Tuesday, March 11, 2008

Chinese, Ukrainian-Russian. Tue, Mar 11, 2008.

03/11/2008. 1005. I had arranged to have supper with a friend. We met at a Chinese buffet restaurant near his side of town. I had been there and made at least one placement before, but I thought there would be more people to contact than those I had previously spoken with.

I put some material on the table as we ate, and the waitress saw them, but didn't comment. During one of her trips to the table, I asked if she liked to read, and offered the material. She was a bit busy, and she didn't take any of the material from the table, but she seemed to agree to receive the Chinese/English bilingual New Testament, and the Chinese Liahona. She was called away, and didn't come back since we had already paid by then, so I'm not sure what all she wanted. Anyway, when we got up to leave, we left the bilingual New Testament, the Chinese Liahona, and the corresponding English Liahona, and a "Finding Happiness" multi-lingual DVD.

I don't like to just leave things on the table when I leave, because it seems a bit pushy. But I honestly thought she did want the magazine and bilingual New Testament. Most people are timid about accepting more than one or two items, but I think that's mostly out of politeness and deference.

03/11/2008. 1006. After leaving the restaurant, I received a cell-phone call from another friend who lived in the area, so I stopped by his place.

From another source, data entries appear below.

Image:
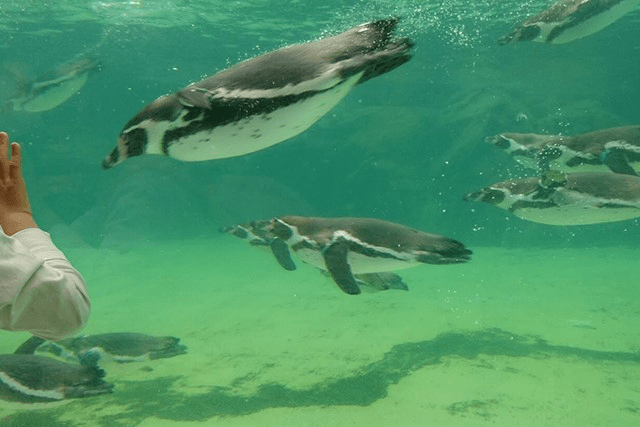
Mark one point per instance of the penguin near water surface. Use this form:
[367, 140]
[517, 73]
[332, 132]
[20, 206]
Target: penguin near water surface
[347, 247]
[569, 20]
[262, 101]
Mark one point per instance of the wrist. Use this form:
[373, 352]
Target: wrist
[17, 221]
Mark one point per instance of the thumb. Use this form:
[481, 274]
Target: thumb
[15, 168]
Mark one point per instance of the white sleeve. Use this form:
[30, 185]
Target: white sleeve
[40, 291]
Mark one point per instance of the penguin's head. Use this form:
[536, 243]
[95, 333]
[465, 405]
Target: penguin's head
[493, 196]
[527, 32]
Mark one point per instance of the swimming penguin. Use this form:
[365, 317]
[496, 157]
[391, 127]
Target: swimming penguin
[569, 20]
[616, 150]
[256, 234]
[30, 378]
[567, 199]
[54, 87]
[120, 347]
[346, 247]
[262, 101]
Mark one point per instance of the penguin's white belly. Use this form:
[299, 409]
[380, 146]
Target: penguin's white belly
[579, 209]
[359, 263]
[52, 96]
[257, 132]
[594, 24]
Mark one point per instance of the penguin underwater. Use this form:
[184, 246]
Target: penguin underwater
[121, 347]
[346, 247]
[615, 150]
[31, 378]
[262, 101]
[566, 199]
[569, 20]
[54, 87]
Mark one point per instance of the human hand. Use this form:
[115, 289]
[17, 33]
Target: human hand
[15, 209]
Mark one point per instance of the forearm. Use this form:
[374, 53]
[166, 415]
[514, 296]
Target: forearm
[50, 295]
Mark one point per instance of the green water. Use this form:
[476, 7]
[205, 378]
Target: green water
[540, 328]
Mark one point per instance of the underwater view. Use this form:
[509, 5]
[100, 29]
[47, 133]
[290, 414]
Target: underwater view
[334, 213]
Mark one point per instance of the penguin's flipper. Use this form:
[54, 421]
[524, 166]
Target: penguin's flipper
[617, 162]
[335, 259]
[30, 345]
[280, 251]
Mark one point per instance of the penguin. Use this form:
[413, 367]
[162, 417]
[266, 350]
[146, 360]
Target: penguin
[262, 101]
[346, 247]
[31, 378]
[615, 150]
[52, 88]
[256, 234]
[569, 20]
[120, 347]
[557, 198]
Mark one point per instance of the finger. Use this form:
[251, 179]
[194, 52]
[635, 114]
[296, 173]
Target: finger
[16, 161]
[4, 159]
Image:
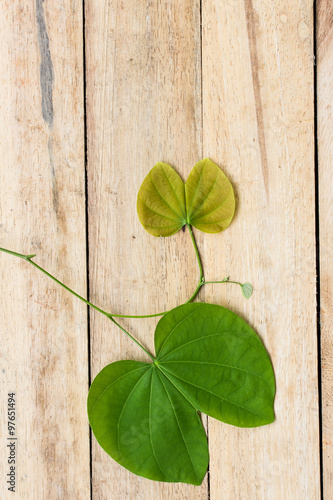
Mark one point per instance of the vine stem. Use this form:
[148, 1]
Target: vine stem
[111, 316]
[224, 281]
[108, 315]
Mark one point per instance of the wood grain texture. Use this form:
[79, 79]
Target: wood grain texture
[325, 158]
[42, 210]
[143, 106]
[259, 125]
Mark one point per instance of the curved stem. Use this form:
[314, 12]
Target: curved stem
[223, 281]
[108, 315]
[131, 337]
[197, 254]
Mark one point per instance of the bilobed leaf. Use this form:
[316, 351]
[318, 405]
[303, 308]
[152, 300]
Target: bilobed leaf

On the way home, I took a different route than I normally do, and there were a couple choices of which exits I could take to get off the Interstate.

My path took me past a drug store which was closed for the night, but which I had been to before, and I thought about doing a follow-up there, so that's for another trip. Then going past a 24 hour chain store, I felt that I might have been inspired to go there and get something. I wasn't sure. But it was worth a shot.

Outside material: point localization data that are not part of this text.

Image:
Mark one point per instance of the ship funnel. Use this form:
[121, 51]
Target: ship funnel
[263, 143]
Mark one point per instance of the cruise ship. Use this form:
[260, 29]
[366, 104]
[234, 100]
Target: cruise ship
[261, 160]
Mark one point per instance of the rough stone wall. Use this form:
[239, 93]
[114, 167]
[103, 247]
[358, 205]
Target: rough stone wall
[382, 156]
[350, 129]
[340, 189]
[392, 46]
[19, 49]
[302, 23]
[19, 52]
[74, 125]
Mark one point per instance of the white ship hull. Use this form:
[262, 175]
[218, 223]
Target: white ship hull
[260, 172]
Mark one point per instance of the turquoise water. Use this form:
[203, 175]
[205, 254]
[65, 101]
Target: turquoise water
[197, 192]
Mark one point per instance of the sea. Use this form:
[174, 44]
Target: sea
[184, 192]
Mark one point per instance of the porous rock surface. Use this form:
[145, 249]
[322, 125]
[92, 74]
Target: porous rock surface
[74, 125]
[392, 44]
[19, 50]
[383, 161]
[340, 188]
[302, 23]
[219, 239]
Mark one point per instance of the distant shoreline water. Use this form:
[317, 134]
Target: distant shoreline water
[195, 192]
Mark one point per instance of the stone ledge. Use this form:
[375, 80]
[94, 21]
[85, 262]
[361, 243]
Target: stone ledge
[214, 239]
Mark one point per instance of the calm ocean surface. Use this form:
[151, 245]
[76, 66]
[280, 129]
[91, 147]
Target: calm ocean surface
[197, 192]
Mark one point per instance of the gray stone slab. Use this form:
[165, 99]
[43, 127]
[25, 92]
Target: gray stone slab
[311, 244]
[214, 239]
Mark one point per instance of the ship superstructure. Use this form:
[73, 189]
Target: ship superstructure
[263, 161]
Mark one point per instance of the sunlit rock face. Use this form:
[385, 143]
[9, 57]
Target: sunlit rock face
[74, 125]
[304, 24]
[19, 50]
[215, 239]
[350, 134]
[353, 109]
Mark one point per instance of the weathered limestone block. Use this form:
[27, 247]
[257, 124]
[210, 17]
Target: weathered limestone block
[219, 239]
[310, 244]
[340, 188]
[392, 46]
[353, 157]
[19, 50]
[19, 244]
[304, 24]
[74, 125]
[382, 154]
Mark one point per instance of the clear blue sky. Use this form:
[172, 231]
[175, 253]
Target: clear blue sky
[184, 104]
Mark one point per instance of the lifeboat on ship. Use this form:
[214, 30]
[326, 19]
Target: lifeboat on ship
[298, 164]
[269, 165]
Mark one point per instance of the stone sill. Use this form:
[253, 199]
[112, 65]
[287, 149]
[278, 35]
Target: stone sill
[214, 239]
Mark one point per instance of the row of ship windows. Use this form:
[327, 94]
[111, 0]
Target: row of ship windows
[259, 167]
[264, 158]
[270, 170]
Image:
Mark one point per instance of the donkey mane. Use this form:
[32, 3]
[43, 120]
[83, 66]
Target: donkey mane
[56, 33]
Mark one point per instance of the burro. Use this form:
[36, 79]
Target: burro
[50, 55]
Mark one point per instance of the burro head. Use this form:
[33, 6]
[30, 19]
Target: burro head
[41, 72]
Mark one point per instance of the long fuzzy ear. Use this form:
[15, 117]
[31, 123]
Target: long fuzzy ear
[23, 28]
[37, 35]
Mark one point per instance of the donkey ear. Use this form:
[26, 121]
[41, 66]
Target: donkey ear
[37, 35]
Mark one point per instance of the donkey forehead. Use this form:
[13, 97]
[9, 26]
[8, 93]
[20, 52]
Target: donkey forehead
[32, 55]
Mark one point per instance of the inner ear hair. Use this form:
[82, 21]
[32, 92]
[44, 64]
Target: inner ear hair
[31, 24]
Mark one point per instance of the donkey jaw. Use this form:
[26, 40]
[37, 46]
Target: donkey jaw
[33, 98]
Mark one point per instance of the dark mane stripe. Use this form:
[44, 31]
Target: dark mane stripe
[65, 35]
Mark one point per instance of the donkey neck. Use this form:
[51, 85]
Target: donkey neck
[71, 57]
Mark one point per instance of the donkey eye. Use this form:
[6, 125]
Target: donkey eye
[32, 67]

At the store, one of the employees spoke with an accent. Based on her name-tag and her accent, I asked the cashier if the other employee spoke Russian, and she said yes. So after taking my purchases out to my car, I brought back in Russian and English copies of the Book of Mormon, and a couple Russian editions of the Liahona. She was not too busy when I came back in, so I approached and offered them to her. She gratefully accepted them, and I asked if she spoke any other languages, since there are several countries where Russian is the secondary language. She also spoke Ukrainian, so I said I'd bring in something in Ukrainian. I retrieved a Ukrainian Book of Mormon, and a copy of "The Testaments of One Fold and One Shepherd" DVD that has a Ukrainian audio track.

She was busier when I got back in the second time, so there wasn't time to make a more formal presentation or explanation, but she accepted them.